Intracellular Ca²⁺ signalling is essential for the control of almost every physiological process, from muscular contraction to synaptic transmission. Intracellular Ca²⁺ signals can be generated from both extracellular or intracellular Ca²⁺ stores. Nicotinic acid adenine dinucleotide phosphate (NAADP) is a ubiquitous and important Ca²⁺ mobilising second messenger. NAADP signalling causes Ca²⁺ release from intracellular acidic Ca²⁺ stores.
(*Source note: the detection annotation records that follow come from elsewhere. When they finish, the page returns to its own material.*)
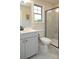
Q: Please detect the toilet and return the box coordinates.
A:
[40,37,51,53]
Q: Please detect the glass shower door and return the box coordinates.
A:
[46,9,59,46]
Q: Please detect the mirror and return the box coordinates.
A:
[20,1,32,28]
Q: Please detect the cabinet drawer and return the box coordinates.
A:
[20,32,38,39]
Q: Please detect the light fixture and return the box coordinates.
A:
[22,0,31,3]
[55,8,59,12]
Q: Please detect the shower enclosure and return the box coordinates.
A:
[45,7,59,48]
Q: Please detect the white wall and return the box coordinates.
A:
[32,0,53,37]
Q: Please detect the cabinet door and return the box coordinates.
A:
[20,40,25,59]
[25,37,38,58]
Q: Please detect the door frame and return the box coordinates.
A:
[45,7,59,48]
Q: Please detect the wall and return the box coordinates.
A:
[32,0,54,37]
[20,5,32,27]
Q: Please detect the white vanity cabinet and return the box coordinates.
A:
[20,32,38,59]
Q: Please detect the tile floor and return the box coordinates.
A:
[30,42,59,59]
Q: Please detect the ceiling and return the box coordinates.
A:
[33,0,59,4]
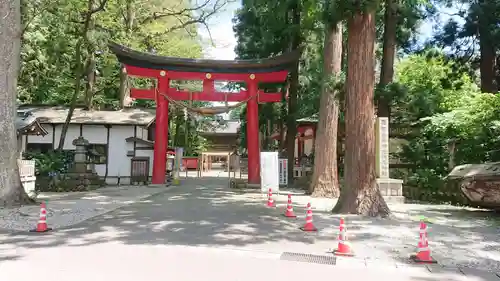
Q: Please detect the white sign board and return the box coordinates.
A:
[377,117,389,179]
[260,152,279,192]
[279,158,288,185]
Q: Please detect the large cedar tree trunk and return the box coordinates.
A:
[377,0,398,117]
[309,23,342,197]
[333,12,390,216]
[0,0,32,207]
[479,26,498,93]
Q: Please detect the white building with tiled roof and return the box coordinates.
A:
[19,106,155,184]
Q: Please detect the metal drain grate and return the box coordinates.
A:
[280,252,337,265]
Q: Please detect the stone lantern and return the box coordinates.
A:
[73,136,89,173]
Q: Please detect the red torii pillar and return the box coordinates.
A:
[151,71,170,184]
[247,80,260,184]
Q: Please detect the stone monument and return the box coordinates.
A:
[58,136,104,191]
[376,117,405,203]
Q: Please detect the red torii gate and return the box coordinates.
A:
[109,43,300,184]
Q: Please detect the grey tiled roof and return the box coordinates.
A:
[19,106,155,125]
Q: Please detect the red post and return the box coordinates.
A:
[296,133,305,159]
[152,78,169,184]
[247,81,260,184]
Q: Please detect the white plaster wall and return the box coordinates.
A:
[304,139,314,156]
[23,124,142,184]
[135,150,154,177]
[108,125,134,184]
[136,126,148,140]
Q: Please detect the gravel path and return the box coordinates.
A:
[0,186,167,231]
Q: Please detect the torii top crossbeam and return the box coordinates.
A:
[109,43,301,184]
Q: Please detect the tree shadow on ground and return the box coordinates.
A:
[0,178,500,278]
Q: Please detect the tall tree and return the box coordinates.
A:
[377,0,398,117]
[286,0,302,184]
[333,3,390,216]
[57,0,108,150]
[0,0,31,206]
[309,22,342,197]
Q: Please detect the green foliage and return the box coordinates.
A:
[18,0,202,108]
[394,50,500,201]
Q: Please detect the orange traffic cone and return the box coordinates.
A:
[333,218,354,257]
[300,203,318,232]
[284,194,297,218]
[267,188,275,208]
[30,202,52,232]
[410,221,437,263]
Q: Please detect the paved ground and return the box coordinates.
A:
[0,186,168,232]
[0,179,500,281]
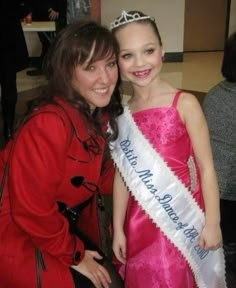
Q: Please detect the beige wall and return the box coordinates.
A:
[101,0,185,52]
[25,0,236,56]
[229,0,236,34]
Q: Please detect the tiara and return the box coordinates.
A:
[109,10,154,30]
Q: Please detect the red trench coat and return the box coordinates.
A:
[0,100,113,288]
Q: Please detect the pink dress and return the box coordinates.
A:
[123,92,203,288]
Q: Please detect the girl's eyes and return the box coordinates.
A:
[120,48,155,60]
[107,60,116,67]
[145,48,155,54]
[121,53,132,59]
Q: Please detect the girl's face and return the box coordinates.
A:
[72,56,118,110]
[115,22,163,87]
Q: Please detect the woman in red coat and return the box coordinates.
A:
[0,22,122,288]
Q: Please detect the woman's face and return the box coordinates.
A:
[72,56,118,110]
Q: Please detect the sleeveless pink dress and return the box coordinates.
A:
[123,91,203,288]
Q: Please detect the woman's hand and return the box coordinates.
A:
[71,250,111,288]
[199,224,222,250]
[112,231,126,264]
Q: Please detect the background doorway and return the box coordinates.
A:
[184,0,230,52]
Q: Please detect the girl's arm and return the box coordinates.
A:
[178,93,222,249]
[113,170,129,263]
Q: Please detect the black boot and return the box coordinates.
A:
[224,242,236,288]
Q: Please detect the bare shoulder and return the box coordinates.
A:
[177,92,203,122]
[178,91,200,106]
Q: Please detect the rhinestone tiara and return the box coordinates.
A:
[109,10,154,30]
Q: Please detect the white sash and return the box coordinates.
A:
[110,106,226,288]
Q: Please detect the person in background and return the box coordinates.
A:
[0,0,30,141]
[110,11,226,288]
[66,0,90,24]
[0,22,123,288]
[203,32,236,288]
[27,0,67,76]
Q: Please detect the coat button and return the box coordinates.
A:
[72,251,81,265]
[70,176,84,188]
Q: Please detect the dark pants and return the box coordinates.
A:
[220,199,236,288]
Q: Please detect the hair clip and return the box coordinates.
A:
[109,10,154,30]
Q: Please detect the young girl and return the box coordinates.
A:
[111,11,226,288]
[0,22,123,288]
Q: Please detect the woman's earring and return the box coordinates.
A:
[161,50,165,62]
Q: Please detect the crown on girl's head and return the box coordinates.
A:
[109,10,154,30]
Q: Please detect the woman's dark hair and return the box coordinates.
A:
[111,10,162,46]
[221,32,236,82]
[24,21,123,139]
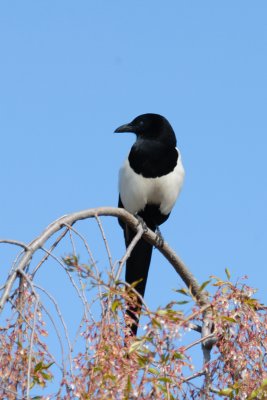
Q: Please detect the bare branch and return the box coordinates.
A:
[0,207,207,310]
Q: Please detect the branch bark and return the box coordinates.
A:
[0,207,208,311]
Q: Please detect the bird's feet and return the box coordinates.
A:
[155,226,164,247]
[134,212,148,232]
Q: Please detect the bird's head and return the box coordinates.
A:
[115,113,176,146]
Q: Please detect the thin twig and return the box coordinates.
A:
[95,214,114,271]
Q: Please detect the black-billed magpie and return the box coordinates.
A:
[115,113,184,335]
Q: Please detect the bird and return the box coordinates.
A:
[115,113,185,336]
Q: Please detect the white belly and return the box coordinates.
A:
[119,148,184,215]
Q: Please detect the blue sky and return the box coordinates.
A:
[0,0,267,390]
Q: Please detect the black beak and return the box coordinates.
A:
[114,124,135,133]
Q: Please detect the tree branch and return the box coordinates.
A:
[0,207,207,311]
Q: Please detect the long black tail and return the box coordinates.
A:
[124,227,153,335]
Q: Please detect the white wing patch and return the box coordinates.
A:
[119,148,184,215]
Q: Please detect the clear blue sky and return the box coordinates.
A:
[0,0,267,386]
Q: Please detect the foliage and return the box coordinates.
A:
[0,212,267,400]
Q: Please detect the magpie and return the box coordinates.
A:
[115,113,184,336]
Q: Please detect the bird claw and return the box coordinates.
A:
[134,212,148,232]
[155,226,164,247]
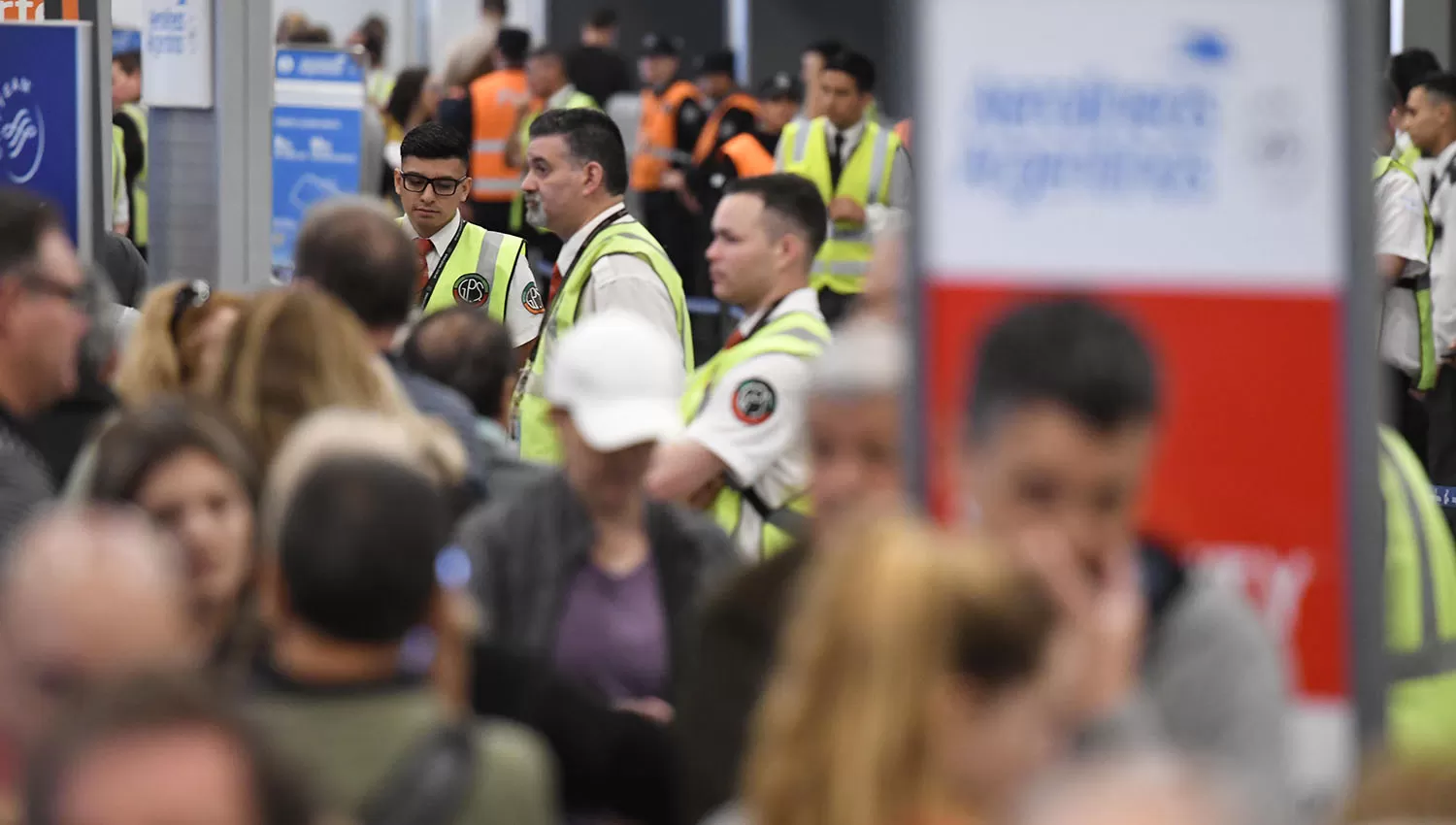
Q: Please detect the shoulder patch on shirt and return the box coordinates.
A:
[453,272,491,307]
[521,280,546,315]
[733,379,779,425]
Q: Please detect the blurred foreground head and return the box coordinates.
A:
[961,298,1162,587]
[0,508,206,746]
[745,518,1063,825]
[25,676,317,825]
[809,318,909,527]
[1019,754,1242,825]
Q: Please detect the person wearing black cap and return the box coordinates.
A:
[692,71,804,215]
[632,35,707,283]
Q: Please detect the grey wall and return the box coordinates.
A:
[546,0,727,73]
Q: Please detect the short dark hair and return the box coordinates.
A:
[399,120,471,169]
[1385,48,1441,103]
[111,50,142,74]
[724,172,829,266]
[277,455,450,644]
[0,186,64,277]
[587,6,617,29]
[404,306,514,419]
[824,50,876,94]
[294,199,419,329]
[1414,71,1456,103]
[804,39,844,59]
[532,109,628,195]
[495,29,532,65]
[86,397,262,504]
[23,674,319,825]
[967,298,1159,441]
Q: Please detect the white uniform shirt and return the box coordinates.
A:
[1426,143,1456,355]
[684,289,823,559]
[556,207,687,369]
[1374,161,1429,377]
[405,211,546,346]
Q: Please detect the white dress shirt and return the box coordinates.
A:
[556,205,686,374]
[1374,159,1429,377]
[405,211,546,346]
[1426,143,1456,353]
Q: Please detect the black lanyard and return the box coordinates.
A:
[419,216,465,309]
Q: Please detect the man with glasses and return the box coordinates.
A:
[0,189,87,547]
[395,123,546,362]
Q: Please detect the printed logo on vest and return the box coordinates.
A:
[521,282,546,315]
[454,272,491,307]
[733,379,779,425]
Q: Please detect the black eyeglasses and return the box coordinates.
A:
[399,172,465,198]
[168,280,213,344]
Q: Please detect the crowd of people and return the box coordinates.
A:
[0,0,1456,825]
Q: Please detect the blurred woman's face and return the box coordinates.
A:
[137,448,253,622]
[932,631,1074,818]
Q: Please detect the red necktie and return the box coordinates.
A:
[415,237,436,292]
[546,263,562,306]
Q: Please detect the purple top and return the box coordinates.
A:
[555,559,669,702]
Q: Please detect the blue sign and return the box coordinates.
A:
[0,23,87,243]
[271,50,367,280]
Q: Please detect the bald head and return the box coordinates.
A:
[0,510,201,743]
[294,198,416,330]
[1021,754,1240,825]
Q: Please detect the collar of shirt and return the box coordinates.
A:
[739,286,820,335]
[556,204,625,275]
[824,117,865,160]
[546,82,577,109]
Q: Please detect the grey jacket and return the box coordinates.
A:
[457,472,742,702]
[1082,549,1295,824]
[0,411,55,550]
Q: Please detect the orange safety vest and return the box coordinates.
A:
[896,117,914,151]
[693,91,763,166]
[632,80,702,192]
[471,68,530,202]
[722,134,774,178]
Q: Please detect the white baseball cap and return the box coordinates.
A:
[546,310,683,452]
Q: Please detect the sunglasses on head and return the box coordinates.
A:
[168,280,213,344]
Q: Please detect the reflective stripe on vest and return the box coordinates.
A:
[512,91,602,231]
[1380,426,1456,754]
[121,103,151,246]
[632,80,701,192]
[779,117,900,295]
[471,68,529,202]
[1374,157,1440,391]
[681,312,830,557]
[693,91,763,166]
[512,219,693,464]
[399,218,530,323]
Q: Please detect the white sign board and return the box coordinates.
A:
[142,0,213,109]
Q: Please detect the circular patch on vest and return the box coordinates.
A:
[733,379,779,425]
[454,272,491,307]
[521,280,546,315]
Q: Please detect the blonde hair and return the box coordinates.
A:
[114,280,248,408]
[205,289,414,466]
[745,518,1056,825]
[262,408,466,544]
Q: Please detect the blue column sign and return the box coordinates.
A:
[0,21,92,245]
[273,50,366,280]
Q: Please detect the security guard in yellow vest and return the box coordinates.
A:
[506,47,602,260]
[646,173,830,557]
[775,50,910,323]
[395,122,546,364]
[1380,426,1456,755]
[512,109,693,464]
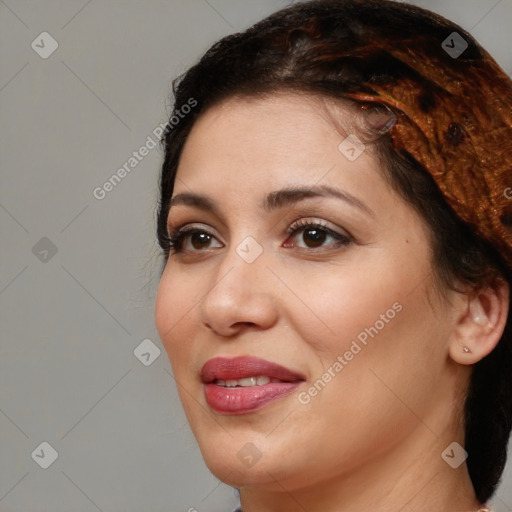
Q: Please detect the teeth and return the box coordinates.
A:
[216,375,272,388]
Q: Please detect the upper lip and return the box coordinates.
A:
[201,356,305,384]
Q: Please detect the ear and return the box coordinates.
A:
[449,279,510,365]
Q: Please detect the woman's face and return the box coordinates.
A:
[155,93,460,490]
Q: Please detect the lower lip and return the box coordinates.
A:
[204,381,301,414]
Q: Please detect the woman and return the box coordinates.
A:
[155,0,512,512]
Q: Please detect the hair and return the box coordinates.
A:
[157,0,512,502]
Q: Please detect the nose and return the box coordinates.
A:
[199,239,278,337]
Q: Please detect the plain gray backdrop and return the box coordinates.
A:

The functional roles of NAADP signalling and acidic store Ca²⁺ release in the central nervous system are relatively unknown Brailoiu et al. (2009b) showed that NAADP signalling enhances membrane excitability in neurons of the medulla, Padamsey and Emptage (2011) (Unpublished) find similar effects in pyramidal neurons of the hippocampus. I used pharmacological manipulations in combination with electrophysiological techniques and dendritic Ca²⁺ imaging to explore the effect of NAADP/acidic store signalling on membrane excitability and synaptic plasticity in pyramidal neurons of the hippocampus. I began by using a membrane permeable form of NAADP (NAADP-AM) to show NAADP/acidic store Ca²⁺ signalling caused membrane depolarisation. I also showed, with intracellular dialysis of Ca²⁺ mobilising second messengers, NAADP is unique in its ability to directly cause membrane depolarisation. I then identified glutamate, acting via metabotropic glutamate receptor 1 (mGluR1), as an endogenous stimulus that causes NAADP-mediated Ca²⁺ release and depolarisation. I next elucidated the signalling pathway responsible for mGluR1/NAADP-mediated depolarisation and showed the requirement of acidic store Ca²⁺ release, and subsequent amplification of this Ca²⁺ via ryanodine receptors by Ca²⁺-induced Ca²⁺ release. The resulting Ca²⁺ signal caused inhibition of small conductance K+ channels (SK channels) and membrane depolarisation. SK channels are described to facilitate the induction of plasticity in hippocampal synapses by modulation of GluN Ca²⁺ entry (Ngo-Anh et al., 2005). Finally, I show that the induction of mGluR1-dependent long-term potentiation requires inhibition of the SK channels via NAADP/acidic store Ca²⁺ signalling. Group 1 mGluRs are implicated in the pathogenesis of neurodevelopmental disorders such as fragile X syndrome. My findings may identify new targets for the treatment of such diseases.